B. Alopecia universalis
C. Androgenic alopecia
Trichotillomania (TTM), also known as hair pulling disorder, is an impulse control disorder characterised by a long term urge that results in the pulling out of one’s hair. This occurs to such a degree that hair loss can be seen. Efforts to stop pulling hair typically fail. Hair removal may occur anywhere; however, the head and around the eyes are most common. The hair pulling is to such a degree that it results in distress.
The disorder may run in families. It occurs more commonly in those with obsessive compulsive disorder. Episodes of pulling may be triggered by anxiety. People usually acknowledge that they pull their hair. On examination broken hairs may be seen. Other conditions that may present similarly include body dysmorphic disorder, however in that condition people remove hair to try to improve what they see as a problem in how they look.
A 64-year-old woman presents with diffuse hair loss. She says that her hair is “coming out by the handfuls” after shampooing. She was treated for severe community-acquired pneumonia 2 months ago but has regained her strength and is exercising regularly. She is taking no medications.
Examination reveals diffuse hair loss. Several hairs can be removed by gentle tugging. The scalp is normal without scale or erythema. Her general examination is unremarkable; in particular, her vital signs are normal, she has no pallor or inflammatory synovitis, and her reflexes are normal with a normal relaxation phase. What is the best next step in her management?
A. Measurement of serum testosterone and DHEA-S levels
C. Topical corticosteroids
D. Topical minoxidil
This patient’s diffuse hair loss after a severe illness is caused by telogen efluvium. Normal hair follicles go through a life cycle.

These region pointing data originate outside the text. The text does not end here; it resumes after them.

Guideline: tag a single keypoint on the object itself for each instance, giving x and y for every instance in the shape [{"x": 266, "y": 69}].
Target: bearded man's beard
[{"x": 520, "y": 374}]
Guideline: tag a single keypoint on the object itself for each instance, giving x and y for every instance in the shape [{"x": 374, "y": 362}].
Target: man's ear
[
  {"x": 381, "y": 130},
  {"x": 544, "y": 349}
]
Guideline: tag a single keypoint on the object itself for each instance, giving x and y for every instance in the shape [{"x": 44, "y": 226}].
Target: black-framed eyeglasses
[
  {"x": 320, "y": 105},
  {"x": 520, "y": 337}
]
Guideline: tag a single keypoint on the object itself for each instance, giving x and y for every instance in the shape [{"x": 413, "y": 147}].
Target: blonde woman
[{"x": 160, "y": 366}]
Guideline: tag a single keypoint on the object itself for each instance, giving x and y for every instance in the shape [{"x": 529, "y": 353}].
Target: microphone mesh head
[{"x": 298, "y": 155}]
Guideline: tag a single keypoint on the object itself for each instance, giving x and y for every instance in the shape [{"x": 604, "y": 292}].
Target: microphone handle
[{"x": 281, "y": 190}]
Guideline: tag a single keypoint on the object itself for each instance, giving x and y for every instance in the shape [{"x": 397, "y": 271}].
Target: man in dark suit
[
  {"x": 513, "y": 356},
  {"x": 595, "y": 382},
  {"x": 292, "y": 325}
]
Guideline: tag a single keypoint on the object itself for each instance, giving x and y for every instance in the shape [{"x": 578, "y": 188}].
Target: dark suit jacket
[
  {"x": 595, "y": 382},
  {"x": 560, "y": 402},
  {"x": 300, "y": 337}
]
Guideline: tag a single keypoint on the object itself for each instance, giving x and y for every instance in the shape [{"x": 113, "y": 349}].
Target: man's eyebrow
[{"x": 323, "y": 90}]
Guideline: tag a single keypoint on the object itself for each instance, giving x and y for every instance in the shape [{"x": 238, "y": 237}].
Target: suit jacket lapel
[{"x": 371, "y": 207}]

Approximately 5% are in the death (telogen) phase where the hair shaft is released. In telogen efluvium, the hair follicles are “shocked” by the systemic stress, and many enter the telogen phase at the same time.
The diagnosis is made by careful history and physical examination. CBC, ANA, and hormonal levels will be normal. Topical treatments are ineffective. The patient will recover fully in a month or two, although a wig may be necessary to hide cosmetically troubling alopecia in the meantime. Diffuse hair loss may be seen with many drugs or with systemic illnesses such as hypothyroidism, systemic lupus, syphilis, or iron deficiency, but there is no evidence of any of these illnesses in this patient. Male pattern baldness (androgen-dependent alopecia) is seen in normal men, in some older women, and in women with androgen excess, but the hair loss affects the crown and frontal region rather than the scalp diffusely. The dramatic and acute hair loss of telogen effluvium does not occur in male pattern baldness.